Падший был благословением, но, как и за все благословения Чара, за него нужно было платить. С Падшим они не могли проиграть, но командующий отмечал про себя, что чем глубже культ проникает в его армию, тем ниже падает боевая дисциплина.
Некоторые отряды свирепых норвежцев уже окунулись в кровавое безумие и резали друг дружку почем зря, если им казалось, что кто-то косо взглянул на них. Другие племена обратились к каннибализму, который сам по себе был не так уж и необычен, но эти убийцы охотились на воинов чужих племен, а подобная резня могла привести только к опустошительным междоусобицам.
Подобные проявления религиозного рвения росли с каждым днем, и Цинвульф знал, что должен скорее кинуть свое войско в бой, иначе оно рискует превратиться в бессмысленную и безмозглую толпу.
Чекатило допил квас и швырнул бокал в ревущий огонь; на краткий миг остатки спирта вспыхнули ярким пламенем. Его характер сильно ухудшился за прошедшие недели, и ни весна, подступающая к Кислеву, ни даже великая победа союзников при Мажгороде не притупили его жажду покинуть город.
Вчера передовые гонцы из личной охраны царицы принесли вести о том, что соединенные войска Кислева и Империи встретились с армией Кургана под командованием некоего Сурши Ленка у реки возле Мажгорода и наголову разбили врагов. Боярин Куркоз остался на западе выслеживать остатки соединений Ленка, а войска Стирланда и Талабекланда похоронили своих мертвых, прежде чем отправиться на восток, к Кислеву.

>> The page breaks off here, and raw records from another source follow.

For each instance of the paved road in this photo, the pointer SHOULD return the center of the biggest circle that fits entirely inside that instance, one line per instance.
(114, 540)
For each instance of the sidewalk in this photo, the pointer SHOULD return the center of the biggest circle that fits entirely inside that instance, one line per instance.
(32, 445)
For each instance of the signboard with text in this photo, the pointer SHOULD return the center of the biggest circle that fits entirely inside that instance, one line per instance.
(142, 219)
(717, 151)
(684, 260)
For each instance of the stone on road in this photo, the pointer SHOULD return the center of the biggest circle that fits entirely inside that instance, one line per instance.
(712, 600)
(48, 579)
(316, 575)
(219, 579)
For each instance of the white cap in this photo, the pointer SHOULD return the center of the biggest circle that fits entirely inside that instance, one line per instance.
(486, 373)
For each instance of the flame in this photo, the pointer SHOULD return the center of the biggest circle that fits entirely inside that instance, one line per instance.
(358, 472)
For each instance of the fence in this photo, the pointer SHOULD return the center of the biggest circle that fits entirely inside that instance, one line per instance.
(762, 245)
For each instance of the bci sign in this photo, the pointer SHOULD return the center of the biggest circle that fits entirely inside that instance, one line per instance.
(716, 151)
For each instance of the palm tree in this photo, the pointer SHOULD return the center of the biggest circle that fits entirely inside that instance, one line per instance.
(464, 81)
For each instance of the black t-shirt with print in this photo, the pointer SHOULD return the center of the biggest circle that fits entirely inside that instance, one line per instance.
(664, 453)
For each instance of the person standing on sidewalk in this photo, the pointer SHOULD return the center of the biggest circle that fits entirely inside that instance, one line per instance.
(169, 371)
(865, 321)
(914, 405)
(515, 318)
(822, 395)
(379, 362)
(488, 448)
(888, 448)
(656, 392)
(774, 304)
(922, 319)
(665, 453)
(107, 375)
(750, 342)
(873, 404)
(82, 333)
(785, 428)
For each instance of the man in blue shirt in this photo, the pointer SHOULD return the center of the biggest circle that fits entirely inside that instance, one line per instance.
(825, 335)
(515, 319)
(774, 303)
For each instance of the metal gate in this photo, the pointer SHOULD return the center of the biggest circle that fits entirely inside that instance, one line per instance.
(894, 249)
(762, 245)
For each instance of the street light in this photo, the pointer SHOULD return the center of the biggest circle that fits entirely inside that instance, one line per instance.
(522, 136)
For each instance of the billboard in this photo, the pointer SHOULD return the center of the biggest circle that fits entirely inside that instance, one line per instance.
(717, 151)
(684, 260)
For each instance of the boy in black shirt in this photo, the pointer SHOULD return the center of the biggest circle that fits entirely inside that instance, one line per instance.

Ходили слухи, что орды северян движутся вдоль гор Края Мира и царица собирается дать им бой. А еще говорили, что союзнические армии в дне пути от стен города.
Чекатило желал убраться подальше от Кислева, с каждым днем он все сильнее и сильнее чувствовал, что задыхается в этом обреченном городе. Но без путевых бумаг посла с имперской печатью отправиться через весь Кислев в Империю, к Мариенбургу, было бы, мягко говоря, рискованным предприятием. Сложись обстоятельства не в его пользу, он прибыл бы к месту назначения нищим, а этого произойти не должно.
Режек налил ему еще квасу в новый стакан и сказал:
– Лучше тебе не разбивать этот, он последний.
Чекатило хрюкнул, соглашаясь. Режек на ходу сделал глоток прямо из бутылки. Блики огня плясали на голых бревенчатых стенах. Все имущество Чекатило было собрано в караван крытых повозок, готовых к отправке в Империю, как только он получит от посла то, что ему нужно.
Его все еще возмущало, что фон Велтен отказался признавать свой долг. Подобные вещи с ним не проходят. Нет, только не с ним.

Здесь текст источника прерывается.